Martin Kobler, le représentant spécial du secrétaire général de l’ONU en RDC, a affirmé de son côté : « Comment appeler le document sur la table ? Déclaration, conclusion ou accord ? La différence était à ce niveau et non au niveau de la substance. Je crois que l’accord, ou le papier ou encore le document était conçu pour finir une guerre. Maintenant que la guerre a pris fin, il faut trouver une solution pour réintégrer les combattants du M23 ».

La question est d’autant plus importante que l’option de reprise des affrontements reste malgré tout toujours d’actualité. Après un an et demi de violences, principalement dans la riche province minière du Nord-Kivu, et depuis leur mise en déroute par l’armée congolaise, bon nombre de combattants du M23 se sont réfugiés dans les pays voisins, en Ouganda et au Rwanda principalement. D’autre part, un certain nombre d’autres groupes armés restent toujours sur le territoire congolais et continuent de terroriser les populations locales.

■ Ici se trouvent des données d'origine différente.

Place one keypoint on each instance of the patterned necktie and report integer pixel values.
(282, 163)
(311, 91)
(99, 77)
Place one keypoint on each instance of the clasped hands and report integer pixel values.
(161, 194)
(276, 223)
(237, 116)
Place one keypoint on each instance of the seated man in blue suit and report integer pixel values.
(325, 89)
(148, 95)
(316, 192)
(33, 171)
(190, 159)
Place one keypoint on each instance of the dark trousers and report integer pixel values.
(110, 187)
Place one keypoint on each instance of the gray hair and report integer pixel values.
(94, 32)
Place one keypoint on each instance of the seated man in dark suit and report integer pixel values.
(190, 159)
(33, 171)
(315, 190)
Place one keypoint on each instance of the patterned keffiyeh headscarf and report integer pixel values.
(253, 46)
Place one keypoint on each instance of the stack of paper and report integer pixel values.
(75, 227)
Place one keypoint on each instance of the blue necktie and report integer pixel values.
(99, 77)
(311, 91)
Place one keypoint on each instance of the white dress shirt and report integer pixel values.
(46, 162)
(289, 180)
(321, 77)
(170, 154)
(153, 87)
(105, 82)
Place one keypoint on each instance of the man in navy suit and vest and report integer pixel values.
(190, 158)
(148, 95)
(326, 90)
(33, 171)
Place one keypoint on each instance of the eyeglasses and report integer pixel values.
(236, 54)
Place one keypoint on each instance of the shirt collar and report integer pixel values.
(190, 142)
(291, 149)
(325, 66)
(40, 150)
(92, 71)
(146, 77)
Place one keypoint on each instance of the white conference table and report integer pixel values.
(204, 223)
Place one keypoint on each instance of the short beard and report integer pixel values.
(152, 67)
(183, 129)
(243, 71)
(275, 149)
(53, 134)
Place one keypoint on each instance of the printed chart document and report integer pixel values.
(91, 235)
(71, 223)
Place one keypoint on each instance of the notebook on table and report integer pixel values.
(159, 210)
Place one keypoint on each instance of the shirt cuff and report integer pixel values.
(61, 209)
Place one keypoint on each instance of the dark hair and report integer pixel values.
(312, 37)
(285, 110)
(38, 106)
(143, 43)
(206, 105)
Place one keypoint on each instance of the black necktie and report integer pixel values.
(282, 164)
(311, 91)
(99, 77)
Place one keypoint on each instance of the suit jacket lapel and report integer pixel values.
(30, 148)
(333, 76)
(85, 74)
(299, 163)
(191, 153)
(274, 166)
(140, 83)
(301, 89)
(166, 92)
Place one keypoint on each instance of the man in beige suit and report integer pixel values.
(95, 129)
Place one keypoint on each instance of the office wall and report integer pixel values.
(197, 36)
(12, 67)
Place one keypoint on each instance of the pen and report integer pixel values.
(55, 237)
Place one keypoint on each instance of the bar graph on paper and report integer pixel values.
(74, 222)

La RDC, second plus grand pays d’Afrique et extrêmement riche en ressources minières, est en proie depuis des décennies à des conflits violents qui l’empêchent d’aller véritablement de l’avant, des conflits dus notamment aux appétits des pays voisins. Le problème avec le M23 est qu’à la base, c’est un groupe armé créé suite à la guerre du Kivu, composé d’ex-rebelles du Congrès national pour la défense du peuple (CNDP). Suite à cette guerre du Kivu, s’en est suivi un accord de paix signé le 23 mars 2009 avec le gouvernement de Kinshasa. Considérant que le gouvernement congolais n’avait pas respecté ledit accord, les « nouveaux » rebelles ont alors créé le fameux « Mouvement du 23 mars » en allusion à l’accord signé précédemment.

Qu’en sera-t-il demain ? Même si le gouvernement congolais et le M23 parviennent à signer l’accord de paix tant espéré, quelle serait la garantie que cet accord serait véritablement durable ? A vrai dire : aucune. Car tant que le pays ne parviendra pas à contrôler entièrement son grand territoire et à bâtir une politique d’union nationale, comme l’a toujours souhaité son grand héros Patrice Emery Lumumba, le pays sera toujours exposé aux risques de nouvelles guerres et à des situations d’instabilité. Tout le problème est là.

Reste seulement à souhaiter que la République démocratique du Congo réussira à moyen ou à long terme à régler les problèmes auxquels elle fait face et que le rêve tant espéré de son héros national Patrice Lumumba sera enfin réalisé. A la jeunesse congolaise d’en avoir pleinement conscience, de prendre les choses en mains, et d’assurer à leur pays l’avenir qu’il mérite. A savoir un avenir prospère, proportionnel aux ressources du pays et que la RDC puisse s’assurer une paix durable.